President Pakistan Businessmen and Intellectuals Forum (PBIF), President All Karachi Industrial Alliance (AKIA), Senior Vice Chairman of the Businessmen Panel of FPCCI and former provincial minister, Mian Zahid Hussain on Wednesday said fixing the target for cotton production is not enough which should be backed by supportive steps. Cotton growers should be supported to discourage them from switching to other crops and maintain area under cultivation which is shrinking otherwise it will be damaging for the textile sector, he said.

Talking to the business community, the veteran business leader said that Pakistan must import five million bales to keep market stable which will increase the import bill and cost of doing business for the textile sector while it can hit the exports. He said that cotton accounts for 4.5 percent of the agricultural GDP, one percent of national GDP and it covers seventy percent cost in textile production.

Mian Zahid Hussain said that reduction in area under cultivation, pest attacks, substandard seed, and pesticides, water scarcity, low profit and high cost of inputs will reduce cotton output by 33 percent which will reduce GDP by two percent.

­­­The former minister noted that pink boll worm and white fly wastes almost four million bales due to the substandard seed which should be tackled.

He noted that the textile industry is earning thirteen billion dollars of foreign exchange and providing employment to ten million people therefore it should be given preference by policymakers. Pakistan is at the bottom of ten major cotton-producing countries while the area under cultivation has been reduced by 29 percent since 2012. India will produce 30 million bales while Pakistan will produce hardly ten million bales during the current year.

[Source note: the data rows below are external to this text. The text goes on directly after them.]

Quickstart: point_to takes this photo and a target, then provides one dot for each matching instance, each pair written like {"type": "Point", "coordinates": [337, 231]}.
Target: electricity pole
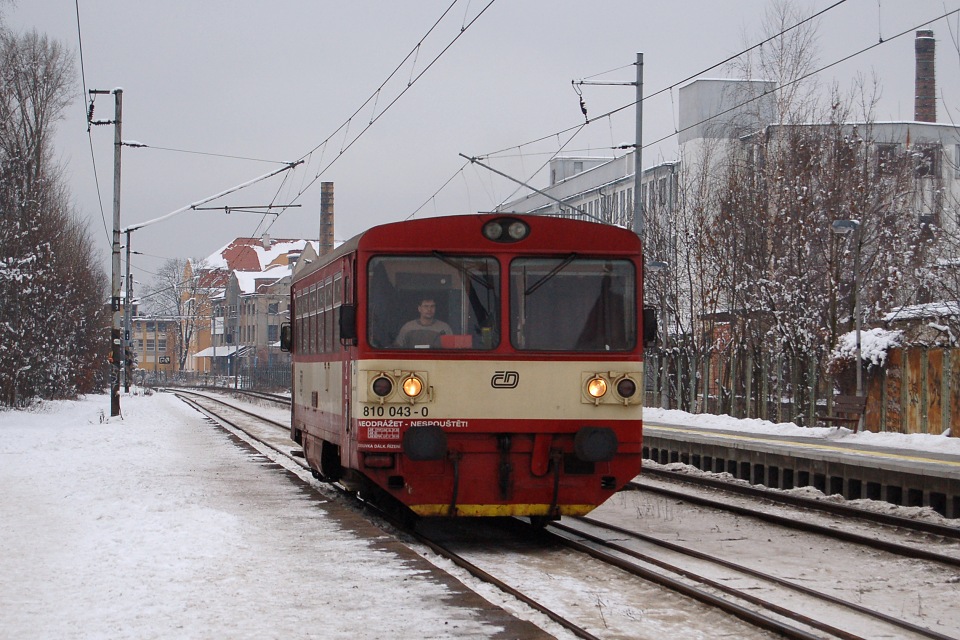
{"type": "Point", "coordinates": [115, 341]}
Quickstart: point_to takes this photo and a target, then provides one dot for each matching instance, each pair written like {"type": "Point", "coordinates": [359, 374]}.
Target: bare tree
{"type": "Point", "coordinates": [180, 293]}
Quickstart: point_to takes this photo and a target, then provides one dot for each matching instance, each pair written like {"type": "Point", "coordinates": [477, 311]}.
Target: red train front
{"type": "Point", "coordinates": [475, 365]}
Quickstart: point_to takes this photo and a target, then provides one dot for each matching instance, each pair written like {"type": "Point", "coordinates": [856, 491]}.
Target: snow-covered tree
{"type": "Point", "coordinates": [52, 328]}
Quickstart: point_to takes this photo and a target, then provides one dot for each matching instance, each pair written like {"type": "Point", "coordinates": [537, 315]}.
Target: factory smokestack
{"type": "Point", "coordinates": [326, 218]}
{"type": "Point", "coordinates": [925, 101]}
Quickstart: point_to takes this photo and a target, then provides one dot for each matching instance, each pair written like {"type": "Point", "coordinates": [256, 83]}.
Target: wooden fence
{"type": "Point", "coordinates": [916, 391]}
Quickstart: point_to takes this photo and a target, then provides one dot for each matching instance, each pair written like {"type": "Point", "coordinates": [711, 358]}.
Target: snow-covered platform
{"type": "Point", "coordinates": [906, 470]}
{"type": "Point", "coordinates": [162, 525]}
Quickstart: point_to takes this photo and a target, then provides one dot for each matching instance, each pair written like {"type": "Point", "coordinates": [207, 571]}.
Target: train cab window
{"type": "Point", "coordinates": [452, 302]}
{"type": "Point", "coordinates": [573, 304]}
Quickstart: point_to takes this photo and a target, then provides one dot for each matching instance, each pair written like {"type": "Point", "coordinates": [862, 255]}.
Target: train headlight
{"type": "Point", "coordinates": [412, 386]}
{"type": "Point", "coordinates": [626, 387]}
{"type": "Point", "coordinates": [382, 386]}
{"type": "Point", "coordinates": [596, 387]}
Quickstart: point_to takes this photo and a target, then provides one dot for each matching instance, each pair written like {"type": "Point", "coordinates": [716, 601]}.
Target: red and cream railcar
{"type": "Point", "coordinates": [529, 405]}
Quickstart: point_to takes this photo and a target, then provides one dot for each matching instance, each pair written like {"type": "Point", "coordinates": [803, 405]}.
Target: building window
{"type": "Point", "coordinates": [927, 161]}
{"type": "Point", "coordinates": [887, 158]}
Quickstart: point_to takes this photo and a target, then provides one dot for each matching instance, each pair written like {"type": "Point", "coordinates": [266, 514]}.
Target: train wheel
{"type": "Point", "coordinates": [330, 462]}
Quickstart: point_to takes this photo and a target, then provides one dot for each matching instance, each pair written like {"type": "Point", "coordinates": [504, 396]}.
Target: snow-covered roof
{"type": "Point", "coordinates": [247, 280]}
{"type": "Point", "coordinates": [249, 254]}
{"type": "Point", "coordinates": [874, 345]}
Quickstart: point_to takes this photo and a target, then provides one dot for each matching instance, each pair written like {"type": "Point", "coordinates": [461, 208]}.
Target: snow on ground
{"type": "Point", "coordinates": [909, 441]}
{"type": "Point", "coordinates": [159, 526]}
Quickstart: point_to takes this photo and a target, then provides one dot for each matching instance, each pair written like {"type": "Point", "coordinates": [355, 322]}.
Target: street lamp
{"type": "Point", "coordinates": [852, 227]}
{"type": "Point", "coordinates": [661, 268]}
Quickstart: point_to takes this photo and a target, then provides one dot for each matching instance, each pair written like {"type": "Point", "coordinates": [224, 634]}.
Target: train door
{"type": "Point", "coordinates": [345, 292]}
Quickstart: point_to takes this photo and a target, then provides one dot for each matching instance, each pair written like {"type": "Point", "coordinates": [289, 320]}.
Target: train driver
{"type": "Point", "coordinates": [425, 331]}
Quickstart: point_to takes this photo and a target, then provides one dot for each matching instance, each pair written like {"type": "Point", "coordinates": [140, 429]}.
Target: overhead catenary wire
{"type": "Point", "coordinates": [89, 114]}
{"type": "Point", "coordinates": [376, 96]}
{"type": "Point", "coordinates": [674, 84]}
{"type": "Point", "coordinates": [497, 154]}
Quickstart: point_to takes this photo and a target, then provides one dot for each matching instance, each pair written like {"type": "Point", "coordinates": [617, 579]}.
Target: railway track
{"type": "Point", "coordinates": [227, 414]}
{"type": "Point", "coordinates": [689, 571]}
{"type": "Point", "coordinates": [620, 568]}
{"type": "Point", "coordinates": [916, 539]}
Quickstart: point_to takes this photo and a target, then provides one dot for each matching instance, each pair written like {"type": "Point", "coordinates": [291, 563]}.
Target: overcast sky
{"type": "Point", "coordinates": [273, 80]}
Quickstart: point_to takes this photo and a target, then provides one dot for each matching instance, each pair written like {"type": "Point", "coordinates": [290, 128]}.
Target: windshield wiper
{"type": "Point", "coordinates": [482, 280]}
{"type": "Point", "coordinates": [557, 269]}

Pakistan and India have identical weather but the later is using latest machinery which has boosted the production, he said, adding that growers are selling cotton for Rs 90 per kg while textile mills are getting it for Rs 230 per kg which is damaging both. The difference is pocketed by the middlemen which is not profit but exploitation which should be discouraged. He also called for reforms to make Pakistan Central Cotton Committee an effective institution to improve situation.